/Employee-Satisfaction-project

This group project is a part of the Fall 2022 semester of the Bootcamp by the Erdős Institute.

Primary LanguageJupyter Notebook

Team palm: Employee Satisfaction Project

The purpose of the project is to provide tools for the analyzis of the 2021 Federal Employee Viewpoint Survey filtering by demographics, agencies and different survey questions. Moreover, we want to predict whether employees are planning to leave their organization and identify key questions when people are making this decision.

This project is part of the Fall 2022 data science bootcamp directed by The Erdős Institute.

Data

The dataset is the public release data file of the 2021 Federal Employee Viewpoint Survey that can be accessed here. The survey is administered by the U.S. Office of Personnel Management (OPM) to measure federal employees' opinions about their work environment in aspects such as the relationship with supervisors, goal achievements within agencies, support during COVID-19 pandemic, etc.
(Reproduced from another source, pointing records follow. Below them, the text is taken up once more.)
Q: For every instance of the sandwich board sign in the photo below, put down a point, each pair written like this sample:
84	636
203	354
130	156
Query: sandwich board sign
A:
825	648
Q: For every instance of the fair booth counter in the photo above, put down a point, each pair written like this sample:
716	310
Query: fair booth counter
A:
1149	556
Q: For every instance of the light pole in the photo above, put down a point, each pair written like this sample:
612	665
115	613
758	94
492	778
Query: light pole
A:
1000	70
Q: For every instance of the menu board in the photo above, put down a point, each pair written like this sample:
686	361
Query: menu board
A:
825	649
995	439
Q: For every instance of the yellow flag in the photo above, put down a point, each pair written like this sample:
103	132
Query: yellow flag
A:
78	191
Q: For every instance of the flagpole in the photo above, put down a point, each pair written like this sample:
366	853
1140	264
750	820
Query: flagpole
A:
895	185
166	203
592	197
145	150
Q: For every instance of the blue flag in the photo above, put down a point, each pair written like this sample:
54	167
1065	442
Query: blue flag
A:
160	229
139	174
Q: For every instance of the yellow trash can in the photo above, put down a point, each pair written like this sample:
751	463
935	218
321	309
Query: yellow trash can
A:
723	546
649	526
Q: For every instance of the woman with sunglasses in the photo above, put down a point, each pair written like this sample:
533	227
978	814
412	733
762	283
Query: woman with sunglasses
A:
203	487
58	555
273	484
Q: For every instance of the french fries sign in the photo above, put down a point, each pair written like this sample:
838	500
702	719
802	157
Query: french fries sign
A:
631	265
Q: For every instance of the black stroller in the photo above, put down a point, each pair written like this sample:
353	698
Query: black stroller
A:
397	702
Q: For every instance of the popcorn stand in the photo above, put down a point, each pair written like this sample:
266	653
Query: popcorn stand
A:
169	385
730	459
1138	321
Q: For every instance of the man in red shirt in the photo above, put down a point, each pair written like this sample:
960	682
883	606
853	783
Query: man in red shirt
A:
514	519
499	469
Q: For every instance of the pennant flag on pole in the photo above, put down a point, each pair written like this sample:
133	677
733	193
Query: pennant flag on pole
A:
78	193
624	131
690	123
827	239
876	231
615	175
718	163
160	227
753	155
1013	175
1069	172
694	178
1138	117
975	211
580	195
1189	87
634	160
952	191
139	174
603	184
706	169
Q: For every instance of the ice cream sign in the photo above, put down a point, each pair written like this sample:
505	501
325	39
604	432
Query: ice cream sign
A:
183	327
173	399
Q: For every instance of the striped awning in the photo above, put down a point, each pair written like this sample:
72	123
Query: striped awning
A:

The dataset includes about 180 000 respondents with answers to all the questions. The survey includes information about:

  1. 31 federal agencies such as the departments of Homeland Security, Agriculture, Labor, and the National Science Foundation.

  2. 50+ likert-type questions with 5-point scales such as « Strongly Disagree to Strongly Agree » and « Very dissatisfied to Very Satisfied ». Example survey questions are:

    • Q7 - I know how my work relates to the agency's goals.
    • Q22 - My agency is successful at accomplishing its mission.
    • Q43 - Considering everything, how satisfied are you with your pay?
    • Q48 - My organization’s senior leaders demonstrate commitment to employee health and safety.
  3. Employees' demographic information has 9 variables that include:

    • Individuals with disability.
    • Age group (under 40 or over 40).
    • Supervisory status.
    • Whether they plan to leave the organization within the next year.

Methodology

For the analysis of likert-type survey questions and as way to justify the use of averages and correlations based on numeric answers, we show that the Pearson and Kendall correlation matrices show no significant difference -- as it is the case with polychoric correlations.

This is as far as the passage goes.